A picture profile is basically a way of telling your camera how to treat specific colors. For instance, if you use the landscape profile then you are telling your camera that you are taking a photo / video of a landscape so your camera will then pop the saturation and vibrance of the greens and blues because that’s the colors that you most likely want prominent throughout a landscape photo or video. If you use the Portrait style then it will pop the oranges and reds and etc.
If you are going to edit the colors yourself then you want a flat profile. You are telling the camera that you want all colors treated equally. You can use your camera’s pre-installed Neutral or Faithful styles or, better yet, you can download and install Technicolor’s Cinestyle or one of the Flaat styles.

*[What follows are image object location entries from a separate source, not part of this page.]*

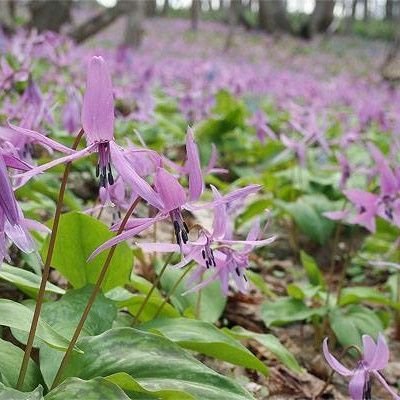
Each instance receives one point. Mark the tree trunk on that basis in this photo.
(195, 14)
(49, 15)
(134, 28)
(322, 16)
(272, 16)
(354, 9)
(389, 9)
(366, 13)
(101, 21)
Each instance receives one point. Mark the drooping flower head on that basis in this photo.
(375, 357)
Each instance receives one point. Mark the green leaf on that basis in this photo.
(135, 391)
(64, 316)
(10, 364)
(212, 301)
(78, 236)
(16, 315)
(271, 343)
(153, 361)
(12, 394)
(309, 219)
(350, 323)
(205, 338)
(357, 294)
(95, 389)
(26, 281)
(124, 298)
(287, 310)
(313, 272)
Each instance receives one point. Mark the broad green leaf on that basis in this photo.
(95, 389)
(78, 236)
(10, 364)
(133, 302)
(16, 315)
(64, 316)
(135, 391)
(357, 294)
(287, 310)
(212, 301)
(153, 361)
(205, 338)
(26, 281)
(313, 272)
(270, 342)
(350, 323)
(7, 393)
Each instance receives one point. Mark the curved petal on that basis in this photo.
(357, 384)
(333, 362)
(385, 385)
(220, 216)
(131, 178)
(193, 167)
(171, 192)
(98, 103)
(39, 137)
(381, 357)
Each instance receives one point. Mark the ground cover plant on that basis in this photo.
(182, 222)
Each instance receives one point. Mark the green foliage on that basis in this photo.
(78, 236)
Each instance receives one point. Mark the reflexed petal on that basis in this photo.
(8, 204)
(193, 167)
(220, 216)
(170, 190)
(98, 103)
(385, 385)
(44, 167)
(131, 178)
(357, 383)
(39, 137)
(381, 356)
(333, 362)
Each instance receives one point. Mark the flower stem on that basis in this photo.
(46, 269)
(155, 284)
(171, 292)
(92, 297)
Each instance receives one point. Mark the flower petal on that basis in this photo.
(193, 167)
(357, 384)
(98, 103)
(39, 137)
(333, 362)
(171, 192)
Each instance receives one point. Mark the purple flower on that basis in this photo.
(98, 124)
(12, 222)
(375, 358)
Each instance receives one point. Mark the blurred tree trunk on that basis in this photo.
(366, 12)
(389, 9)
(322, 16)
(49, 15)
(273, 17)
(165, 7)
(234, 11)
(134, 28)
(354, 9)
(195, 14)
(150, 7)
(100, 21)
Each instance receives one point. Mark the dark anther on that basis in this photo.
(186, 227)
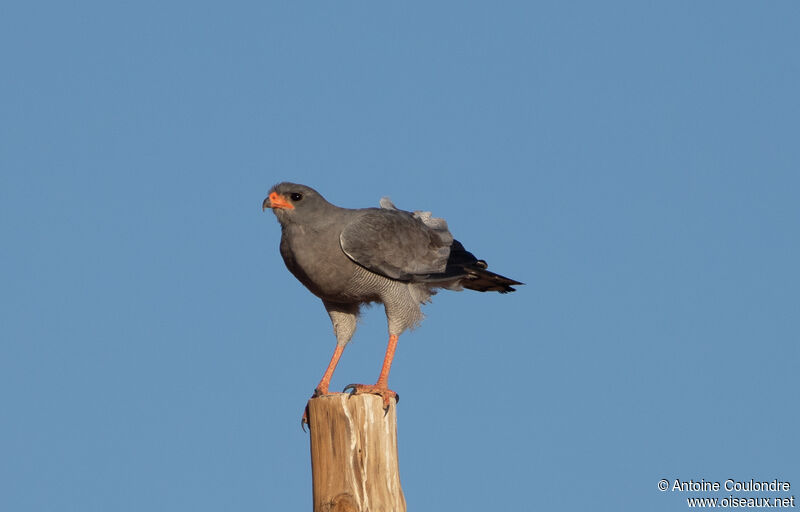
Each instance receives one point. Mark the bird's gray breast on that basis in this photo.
(316, 260)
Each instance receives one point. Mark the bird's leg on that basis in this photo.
(381, 387)
(322, 387)
(324, 384)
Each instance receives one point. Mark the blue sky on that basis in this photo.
(636, 164)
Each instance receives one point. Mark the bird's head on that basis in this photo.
(291, 202)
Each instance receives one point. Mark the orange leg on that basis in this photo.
(324, 384)
(382, 386)
(322, 387)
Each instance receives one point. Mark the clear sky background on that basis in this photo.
(637, 164)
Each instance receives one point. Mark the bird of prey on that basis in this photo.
(351, 257)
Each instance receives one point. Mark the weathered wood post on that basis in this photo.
(354, 454)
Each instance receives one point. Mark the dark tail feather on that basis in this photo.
(480, 279)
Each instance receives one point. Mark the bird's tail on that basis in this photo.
(480, 279)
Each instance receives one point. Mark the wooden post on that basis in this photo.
(354, 454)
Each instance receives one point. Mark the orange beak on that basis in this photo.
(276, 200)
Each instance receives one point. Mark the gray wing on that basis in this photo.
(397, 244)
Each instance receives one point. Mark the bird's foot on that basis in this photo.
(374, 389)
(317, 393)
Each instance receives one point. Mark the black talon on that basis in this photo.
(304, 420)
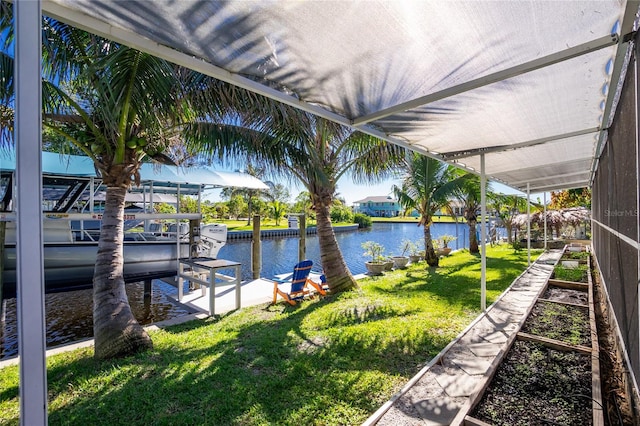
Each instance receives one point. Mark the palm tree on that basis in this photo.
(278, 196)
(316, 152)
(427, 187)
(507, 207)
(120, 107)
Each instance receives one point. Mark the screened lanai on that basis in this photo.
(522, 92)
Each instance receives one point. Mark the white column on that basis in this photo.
(635, 91)
(483, 236)
(545, 219)
(528, 224)
(29, 247)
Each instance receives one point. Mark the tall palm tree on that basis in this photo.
(469, 195)
(317, 153)
(120, 107)
(427, 187)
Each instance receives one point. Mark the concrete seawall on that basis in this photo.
(288, 232)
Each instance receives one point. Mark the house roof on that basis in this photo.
(80, 166)
(526, 88)
(377, 199)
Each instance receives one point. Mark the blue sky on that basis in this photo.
(352, 192)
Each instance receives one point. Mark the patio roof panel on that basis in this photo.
(347, 60)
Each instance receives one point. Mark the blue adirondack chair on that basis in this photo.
(297, 283)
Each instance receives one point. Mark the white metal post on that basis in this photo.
(528, 224)
(545, 220)
(635, 91)
(483, 236)
(29, 247)
(91, 195)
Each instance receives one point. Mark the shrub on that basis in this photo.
(341, 214)
(362, 220)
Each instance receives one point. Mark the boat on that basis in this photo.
(72, 194)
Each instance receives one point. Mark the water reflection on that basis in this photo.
(280, 254)
(69, 316)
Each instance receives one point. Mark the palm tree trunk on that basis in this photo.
(473, 240)
(115, 329)
(509, 228)
(430, 253)
(338, 275)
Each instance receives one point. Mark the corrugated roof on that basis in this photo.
(525, 83)
(79, 166)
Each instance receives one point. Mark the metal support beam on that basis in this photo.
(483, 236)
(515, 71)
(627, 26)
(547, 177)
(29, 247)
(455, 155)
(528, 225)
(545, 219)
(561, 185)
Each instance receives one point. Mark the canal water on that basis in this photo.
(280, 254)
(69, 314)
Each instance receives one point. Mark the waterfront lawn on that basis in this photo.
(412, 219)
(326, 361)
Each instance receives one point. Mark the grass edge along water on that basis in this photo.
(325, 361)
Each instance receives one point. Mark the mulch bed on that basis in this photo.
(537, 385)
(567, 323)
(566, 295)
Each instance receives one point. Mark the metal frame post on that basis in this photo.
(29, 247)
(528, 224)
(483, 236)
(545, 220)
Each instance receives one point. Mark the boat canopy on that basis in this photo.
(161, 176)
(525, 88)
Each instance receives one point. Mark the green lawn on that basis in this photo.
(324, 362)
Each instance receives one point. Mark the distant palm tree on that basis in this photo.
(315, 152)
(507, 207)
(120, 107)
(469, 195)
(427, 187)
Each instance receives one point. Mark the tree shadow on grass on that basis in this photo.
(269, 371)
(449, 283)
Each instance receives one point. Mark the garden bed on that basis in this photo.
(547, 374)
(537, 385)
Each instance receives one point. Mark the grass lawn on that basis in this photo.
(241, 225)
(325, 362)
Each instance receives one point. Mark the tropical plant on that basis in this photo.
(374, 250)
(278, 196)
(469, 195)
(446, 239)
(303, 204)
(120, 107)
(317, 153)
(278, 210)
(427, 186)
(507, 207)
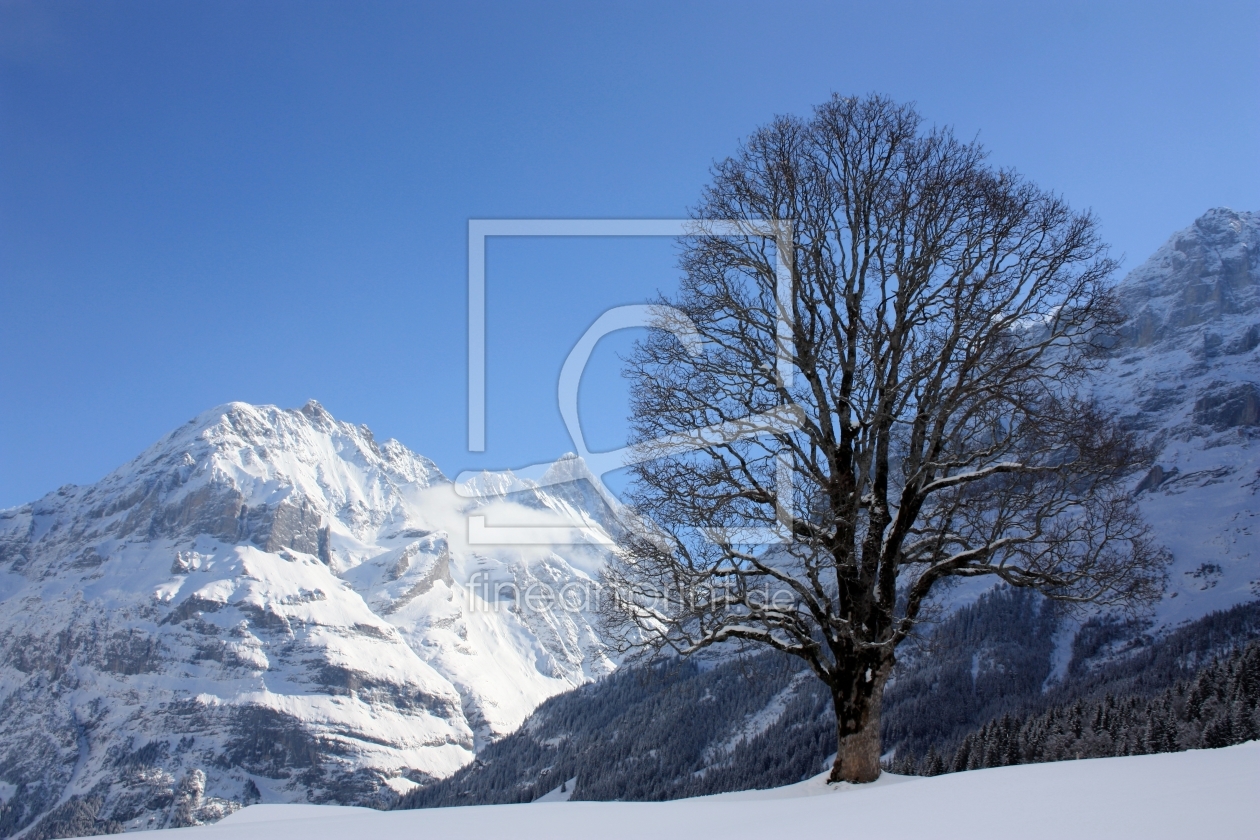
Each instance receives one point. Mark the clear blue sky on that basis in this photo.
(267, 202)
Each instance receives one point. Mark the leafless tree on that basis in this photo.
(920, 324)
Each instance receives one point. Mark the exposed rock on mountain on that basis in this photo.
(1187, 372)
(269, 605)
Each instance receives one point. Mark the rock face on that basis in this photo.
(269, 606)
(1187, 372)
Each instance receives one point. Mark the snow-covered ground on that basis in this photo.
(1197, 794)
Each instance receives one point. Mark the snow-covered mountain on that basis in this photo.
(272, 605)
(1187, 372)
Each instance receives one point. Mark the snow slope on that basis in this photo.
(271, 605)
(1198, 794)
(1187, 372)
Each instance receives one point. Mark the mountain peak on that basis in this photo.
(1205, 272)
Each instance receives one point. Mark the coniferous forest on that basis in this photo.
(984, 688)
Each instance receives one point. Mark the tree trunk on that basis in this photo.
(857, 727)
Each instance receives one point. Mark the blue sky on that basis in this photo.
(267, 202)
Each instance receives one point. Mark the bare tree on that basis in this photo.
(919, 323)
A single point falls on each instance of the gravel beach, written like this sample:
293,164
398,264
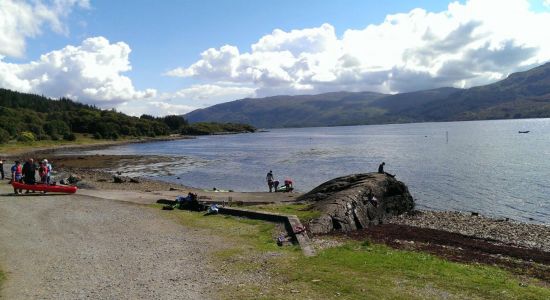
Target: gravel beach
525,235
82,247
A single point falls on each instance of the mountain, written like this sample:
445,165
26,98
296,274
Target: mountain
520,95
28,117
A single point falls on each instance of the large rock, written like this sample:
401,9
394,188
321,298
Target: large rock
345,206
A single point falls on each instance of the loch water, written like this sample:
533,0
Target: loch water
480,166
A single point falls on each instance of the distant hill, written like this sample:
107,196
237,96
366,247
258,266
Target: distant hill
521,95
29,117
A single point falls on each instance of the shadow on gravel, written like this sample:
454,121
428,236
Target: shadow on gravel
32,195
458,247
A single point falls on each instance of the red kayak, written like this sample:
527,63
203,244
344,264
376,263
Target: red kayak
67,189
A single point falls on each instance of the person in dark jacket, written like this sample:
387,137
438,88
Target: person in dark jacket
2,168
29,172
381,170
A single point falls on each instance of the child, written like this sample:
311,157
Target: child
43,172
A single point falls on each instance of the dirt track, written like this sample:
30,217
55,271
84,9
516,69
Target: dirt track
75,247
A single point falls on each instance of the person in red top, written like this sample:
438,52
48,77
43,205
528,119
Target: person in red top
17,175
43,172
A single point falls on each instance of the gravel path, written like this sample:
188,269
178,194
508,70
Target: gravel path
77,246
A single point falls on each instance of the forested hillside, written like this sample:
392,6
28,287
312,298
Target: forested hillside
28,117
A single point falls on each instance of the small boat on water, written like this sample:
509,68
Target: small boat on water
66,189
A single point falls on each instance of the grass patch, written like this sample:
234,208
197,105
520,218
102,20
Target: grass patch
355,270
2,278
302,211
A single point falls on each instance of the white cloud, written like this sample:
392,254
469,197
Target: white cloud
22,19
90,73
154,108
468,44
185,100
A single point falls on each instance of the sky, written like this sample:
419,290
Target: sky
174,56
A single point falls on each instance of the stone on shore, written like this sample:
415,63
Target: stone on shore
345,205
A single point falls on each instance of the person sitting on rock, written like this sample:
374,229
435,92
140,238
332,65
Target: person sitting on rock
381,170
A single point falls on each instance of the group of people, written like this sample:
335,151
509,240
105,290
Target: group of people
273,184
27,172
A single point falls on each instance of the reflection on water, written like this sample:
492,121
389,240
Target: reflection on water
485,166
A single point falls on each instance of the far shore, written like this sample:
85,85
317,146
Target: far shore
33,149
96,174
521,248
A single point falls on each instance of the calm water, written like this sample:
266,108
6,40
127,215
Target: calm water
485,166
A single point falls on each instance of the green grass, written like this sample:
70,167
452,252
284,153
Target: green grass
302,211
2,278
352,271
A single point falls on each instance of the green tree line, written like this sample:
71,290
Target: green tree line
29,117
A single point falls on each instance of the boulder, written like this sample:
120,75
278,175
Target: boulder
118,179
73,179
345,205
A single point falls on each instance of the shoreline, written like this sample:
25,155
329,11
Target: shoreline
101,144
97,174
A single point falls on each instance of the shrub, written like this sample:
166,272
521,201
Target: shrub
4,136
69,136
26,137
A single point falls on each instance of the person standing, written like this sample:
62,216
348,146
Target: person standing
43,172
2,168
29,172
381,168
269,179
17,175
49,166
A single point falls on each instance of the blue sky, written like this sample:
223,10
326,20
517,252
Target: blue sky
301,47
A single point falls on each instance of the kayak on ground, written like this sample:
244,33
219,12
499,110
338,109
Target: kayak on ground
45,188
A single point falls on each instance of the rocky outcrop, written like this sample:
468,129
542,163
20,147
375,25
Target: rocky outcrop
347,203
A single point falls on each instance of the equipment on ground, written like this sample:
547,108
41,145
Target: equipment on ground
66,189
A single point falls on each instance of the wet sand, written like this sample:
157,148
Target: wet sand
522,248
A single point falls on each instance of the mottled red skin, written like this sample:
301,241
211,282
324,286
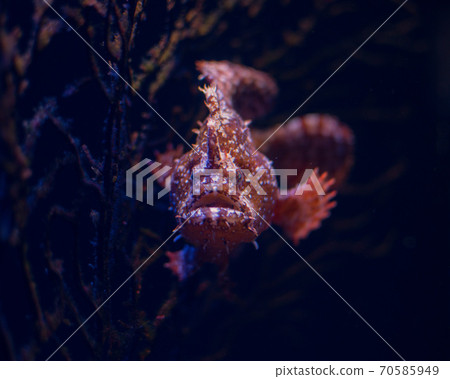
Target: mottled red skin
215,221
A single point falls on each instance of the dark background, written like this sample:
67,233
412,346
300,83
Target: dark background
70,129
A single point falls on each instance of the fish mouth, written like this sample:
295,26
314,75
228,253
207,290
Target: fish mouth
215,200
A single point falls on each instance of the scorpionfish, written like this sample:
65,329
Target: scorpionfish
216,207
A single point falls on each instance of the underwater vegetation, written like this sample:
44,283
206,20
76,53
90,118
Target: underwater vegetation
70,127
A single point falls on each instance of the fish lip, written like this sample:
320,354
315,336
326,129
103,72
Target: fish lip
215,200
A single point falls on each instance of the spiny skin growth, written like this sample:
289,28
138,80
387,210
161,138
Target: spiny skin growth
224,210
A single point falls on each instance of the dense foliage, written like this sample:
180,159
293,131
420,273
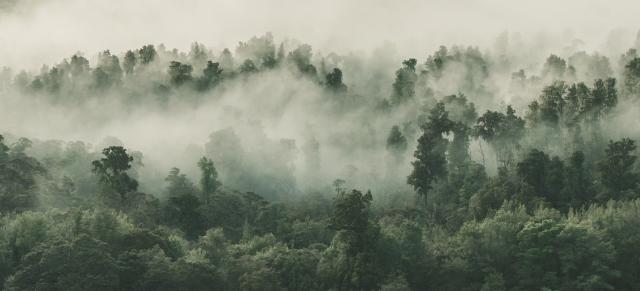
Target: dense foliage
538,197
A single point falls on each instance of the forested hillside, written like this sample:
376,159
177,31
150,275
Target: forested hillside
272,166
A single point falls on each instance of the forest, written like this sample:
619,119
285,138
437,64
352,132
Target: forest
273,166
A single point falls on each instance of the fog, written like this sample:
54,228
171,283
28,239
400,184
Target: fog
34,32
367,40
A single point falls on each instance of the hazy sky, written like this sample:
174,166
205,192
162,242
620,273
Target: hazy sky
33,32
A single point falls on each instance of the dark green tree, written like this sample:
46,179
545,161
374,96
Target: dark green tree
209,178
180,73
405,83
431,162
147,54
617,169
111,171
334,81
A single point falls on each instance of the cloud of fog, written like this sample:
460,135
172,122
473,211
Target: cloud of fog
36,32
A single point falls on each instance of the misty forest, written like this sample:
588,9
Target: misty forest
272,165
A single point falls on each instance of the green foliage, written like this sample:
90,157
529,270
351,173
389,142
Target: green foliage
112,174
617,171
179,73
404,85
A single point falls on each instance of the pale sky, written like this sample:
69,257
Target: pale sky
38,31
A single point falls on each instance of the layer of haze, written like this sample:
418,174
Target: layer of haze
372,37
34,32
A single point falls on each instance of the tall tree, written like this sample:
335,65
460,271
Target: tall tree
209,178
617,169
112,174
405,83
431,162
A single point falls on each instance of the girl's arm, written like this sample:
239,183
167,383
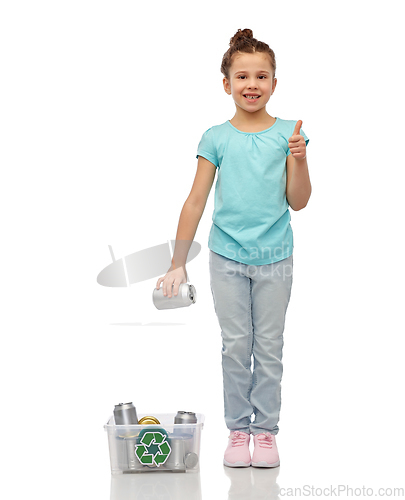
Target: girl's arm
190,216
298,184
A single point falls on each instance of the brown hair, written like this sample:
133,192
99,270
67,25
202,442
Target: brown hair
243,41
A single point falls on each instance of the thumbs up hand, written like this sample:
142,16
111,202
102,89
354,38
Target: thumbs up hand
296,143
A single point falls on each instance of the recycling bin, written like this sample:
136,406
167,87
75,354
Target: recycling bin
159,447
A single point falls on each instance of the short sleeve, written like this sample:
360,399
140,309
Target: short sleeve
206,147
303,135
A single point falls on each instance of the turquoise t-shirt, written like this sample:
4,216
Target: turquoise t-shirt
251,220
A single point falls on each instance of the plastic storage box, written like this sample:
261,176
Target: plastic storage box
153,448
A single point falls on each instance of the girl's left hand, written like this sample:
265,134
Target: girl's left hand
296,143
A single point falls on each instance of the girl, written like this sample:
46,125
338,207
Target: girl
262,170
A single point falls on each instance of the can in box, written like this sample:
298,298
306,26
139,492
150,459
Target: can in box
150,448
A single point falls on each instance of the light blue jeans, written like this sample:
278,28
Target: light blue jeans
251,304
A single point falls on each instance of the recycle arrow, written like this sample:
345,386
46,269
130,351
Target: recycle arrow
146,450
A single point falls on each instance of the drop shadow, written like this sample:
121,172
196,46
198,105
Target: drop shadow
148,324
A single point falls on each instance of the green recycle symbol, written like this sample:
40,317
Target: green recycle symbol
153,449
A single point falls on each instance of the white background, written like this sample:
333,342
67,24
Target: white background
102,108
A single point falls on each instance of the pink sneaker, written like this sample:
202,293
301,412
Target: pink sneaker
237,453
265,453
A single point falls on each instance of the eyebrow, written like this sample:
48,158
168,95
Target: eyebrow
246,71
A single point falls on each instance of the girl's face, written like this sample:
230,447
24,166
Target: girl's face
251,81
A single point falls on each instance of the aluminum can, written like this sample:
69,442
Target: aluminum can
186,296
185,417
149,420
125,414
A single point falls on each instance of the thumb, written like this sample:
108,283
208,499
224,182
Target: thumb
298,126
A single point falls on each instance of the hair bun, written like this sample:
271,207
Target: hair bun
239,35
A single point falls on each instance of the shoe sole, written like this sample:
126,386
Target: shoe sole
265,464
237,464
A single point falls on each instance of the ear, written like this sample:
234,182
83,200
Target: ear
227,86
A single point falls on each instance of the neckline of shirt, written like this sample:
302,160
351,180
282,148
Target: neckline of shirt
254,133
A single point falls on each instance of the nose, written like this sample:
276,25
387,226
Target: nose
252,83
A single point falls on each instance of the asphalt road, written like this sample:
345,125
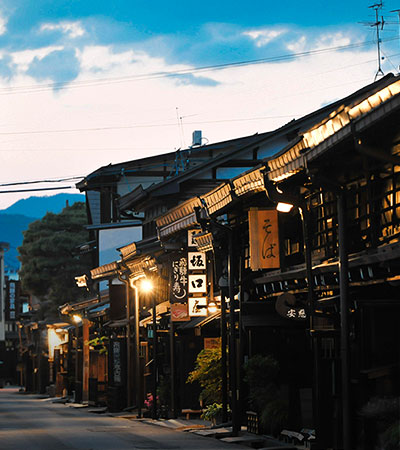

Cinestyle and Flaat are awesome because they basically do so little to the colors that it allows you to get more color throughout the entire dynamic range of the image. In contrast, in a Landscape profile the greens in the mid tones and the blues in the highlights are going to be taking up so much room in the camera’s sensor that you will miss out on some of the reds in the shadows or yellows in the highlights etc.
Cinestyle and Flaat are telling the camera that every color is important, to capture everything, and you will make whatever colors you want to pop in post. These profiles do require a good bit more time in color correction however and should may not be used if a speedy turnaround is needed.
Possibly more important than picture profiles, however, is white balance. White balance is your camera’s gauge of color temperature. Every source of light has a different color temperature (ranging from a 1,000 Kelvin candle light to a 10,000K heavily overcast sky).
You can keep the same picture profile and be fine, but you must constantly be changing your white balance in camera to make sure that your image looks natural and not too warm if you’re below the correct color temperature and not too cool if you’re above it.